Note that output below is wide - you might need to scroll right to get the IPs
kubectl get pods -n my-istio-namespace -o wide
NAME READY STATUS RESTARTS AGE IP NODE
ispn-perf-test-558666c5c6-g9jb5 2/2 Running 0 1d 10.44.4.63 gke-main-pool-4cpu-15gb-98b104f4-v9bl
ispn-perf-test-558666c5c6-lbvqf 2/2 Running 0 1d 10.44.4.64 gke-main-pool-4cpu-15gb-98b104f4-v9bl
ispn-perf-test-558666c5c6-lhrpb 2/2 Running 0 1d 10.44.3.22 gke-main-pool-4cpu-15gb-98b104f4-x8ln
kubectl get service ispn-perf-test-service -n my-istio-namespace
NAME TYPE CLUSTER-IP EXTERNAL-IP PORT(S) AGE
ispn-perf-test-service ClusterIP 10.41.13.74 <none> 7800/TCP,7900/TCP,9000/TCP 1d
Guided by https://istio.io/help/ops/traffic-management/proxy-cmd/#deep-dive-into-envoy-configuration, let's peek into the resulting Envoy conf of one of the pods:
istioctl proxy-config listeners ispn-perf-test-558666c5c6-g9jb5 -n my-istio-namespace
ADDRESS PORT TYPE
10.44.4.63 7900 TCP
10.44.4.63 7800 TCP
10.44.4.63 9000 TCP
10.41.13.74 7900 TCP
10.41.13.74 9000 TCP
10.41.13.74 7800 TCP
< -- edited for brevity -- >
The Istio doc describes the listeners above as
Receives outbound non-HTTP traffic for relevant IP:PORT pair from
listener 0.0.0.0_15001
and this all makes sense.

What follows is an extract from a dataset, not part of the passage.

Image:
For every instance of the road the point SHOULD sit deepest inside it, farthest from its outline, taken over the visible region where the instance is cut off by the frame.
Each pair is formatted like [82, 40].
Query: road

The pod ispn-perf-test-558666c5c6-g9jb5 can reach itself on 10.44.4.63 and the service via 10.41.13.74. But... what if the pod sends packets to 10.44.4.64 or 10.44.3.22? Those IPs are not present among the listeners so afaik the two "sibling" pods are non-reachable for ispn-perf-test-558666c5c6-g9jb5.
Can Istio support this today - then how?
You are right that HTTP routing only supports local access or remote access by service name or service VIP.
That said, for your particular example, above, where the service ports are named "one", "two", "three", the routing will be plain TCP as described here. Therefore, your example should work. The pod ispn-perf-test-558666c5c6-g9jb5 can reach itself on 10.44.4.63 and the other pods at 10.44.4.64 and 10.44.3.22.
If you rename the ports to "http-one", "http-two", and "http-three" then HTTP routing will kick in and the RDS config will restrict the remote calls to ones using recognized service domains.
To see the difference in the RDF config look at the output from the following command when the port is named "one", and when it is changed to "http-one".
istioctl proxy-config routes ispn-perf-test-558666c5c6-g9jb5 -n my-istio-namespace --name 7800 -o json
With the port named "one" it will return no routes, so TCP routing will apply, but in the "http-one" case, the routes will be restricted.
I don't know if there is a way to add additional remote pod IP addresses to the RDS domains in the HTTP case. I would suggest opening an Istio issue, to see if it's possible.